People work hard for most of their lives, and they hope to retire with some dignity. For the majority, this means living independently; they aim to have enough money to cover their expenses without having to rely on their children. But for millions of Americans, that dream of independence is dropping away.
At eighty-seven, Hank’s mom doesn’t want to make it harder for Hank, so five days a week she gets up, takes her medicines, pulls on her clothes, fills her thermos with coffee, and leaves home in time to punch the clock at Dollar Tree. Her plan is to keep pushing herself out the door at eighty-eight. And eighty-nine. And ninety. And forever.
THE LAST THREADS OF FAITH
My brother David was the kid with the paper route when he was eight, and he was buying and selling cars by the time he was fourteen. He was always up by five a.m., and he always had some deal going. After he got out of the army, he started his own small business, and when that one didn’t work out, he started another and then another. His nervous energy and quick smile made him a natural salesman, and he put it all on the line to build a life for his wife and kids. The kids are grown up, and his wife lost a battle with breast cancer. And in the end, he got caught up in the larger economic hurricanes that swept through America. Today he and his dog, Blondie, live on his Social Security and some family help.

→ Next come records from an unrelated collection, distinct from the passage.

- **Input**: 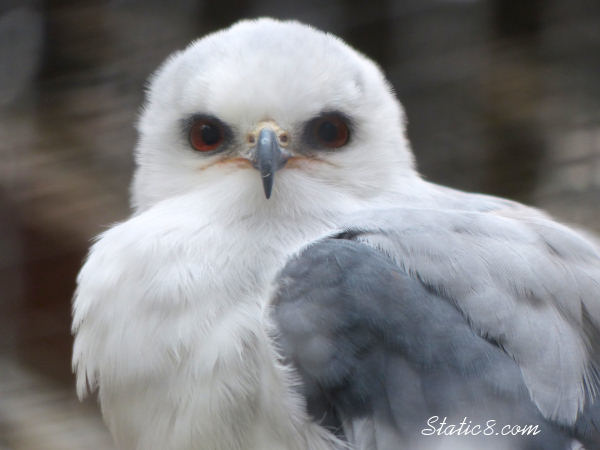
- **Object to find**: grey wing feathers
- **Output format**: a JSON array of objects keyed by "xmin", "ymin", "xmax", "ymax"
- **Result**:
[{"xmin": 273, "ymin": 237, "xmax": 598, "ymax": 450}]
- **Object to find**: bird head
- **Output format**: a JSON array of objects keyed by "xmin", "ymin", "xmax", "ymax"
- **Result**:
[{"xmin": 132, "ymin": 19, "xmax": 416, "ymax": 216}]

We were on the phone a while back, talking about the economy—the rising stock market, record corporate profits, CEOs making tens of millions of dollars. David paused for a moment, then said, “Did you hear about the three guys sitting in a bar, having a few beers, when Bill Gates walks in?”
I’m always the straight man in these exchanges. “No. So what happened?”
“One guy yelled, ‘Woo-hoo! On average, everyone in the bar is now a billionaire!’”
And there it is. On average, we’re doing great.
It’s time to raise this question: Is this the best that capitalism has to offer? A booming stock market and a rich payoff for those with big investment portfolios and fancy corporate jobs, while everyone else is left hanging on by their fingernails?
Like everyone else, I want our economy to be great. But an economy is great only if it produces the things we value most, things like security and a chance for our children to do better than we did.
Those blind spots in our economic headlines are hiding a lot of misery. GDP, corporate profits, and employment stats give us important measures of economic activity, but they don’t tell us everything we need to know. Our riches—and our aching pain—can’t be measured by lumping all of us together. Instead of boasting about terrific averages, we need to focus on who is benefitting from a growing GDP and who cashes in on those corporate profits and what employment looks like to the tens of millions of people who draw a weekly paycheck.
We should do better. We should be measuring our successes and failures by testing the way we live day to day, person by person and family by family. Those tests should be pretty straightforward:
Is our economy producing opportunities for pretty much anyone who works hard to get ahead?